It seems to me that the better you get at doing one thing, the worse you get at doing everything else. All the time you spend practicing and refining one skill robs you of the time you could have spent pursuing other interests. Consider the example of Bette Midler. She sings, she dances, she acts… but there is a 100-percent chance that Bette Midler is not your favorite actress and dancer AND recording artist, because to excel at one thing, she has had to accept an unavoidable level of mediocrity at everything else. With that in mind, don’t you wonder what Bette Midler excels at? It’s certainly not anything I’ve seen her do... unless wrecking a figurative train is a notable skill.

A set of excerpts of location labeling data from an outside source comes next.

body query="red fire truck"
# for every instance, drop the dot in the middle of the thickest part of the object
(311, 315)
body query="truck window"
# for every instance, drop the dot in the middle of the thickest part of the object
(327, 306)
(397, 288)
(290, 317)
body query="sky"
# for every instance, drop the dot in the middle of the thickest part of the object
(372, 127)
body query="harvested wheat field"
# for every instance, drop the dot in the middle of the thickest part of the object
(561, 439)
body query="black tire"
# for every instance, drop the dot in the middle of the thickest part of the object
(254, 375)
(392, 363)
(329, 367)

I mention this talent based give-and-take because it’s so clearly evident in the comparison of these two drawings that I did 25 years apart. As you can see, my ability to draw consistently-sized tires has improved dramatically, but while mastering that skill, my attention to hubcap detail has suffered. I’ve also found that the effort I’ve put into improving my drawing skill over the years has had an adverse effect on some of my other talents, such as my ability to read, to resist sugary snacks, or to care about what other people are saying. I don’t miss those things, though. Life goes on without them.
My first thought when I found this old drawing was, “What’s in the box?” The unfortunate answer: Dalmatian puppies. This is precisely why you’ll never hear of anyone giving an entire box of free puppies to a rabbit. Happy 25th Anniversary to my unique understanding of "animal cruelty."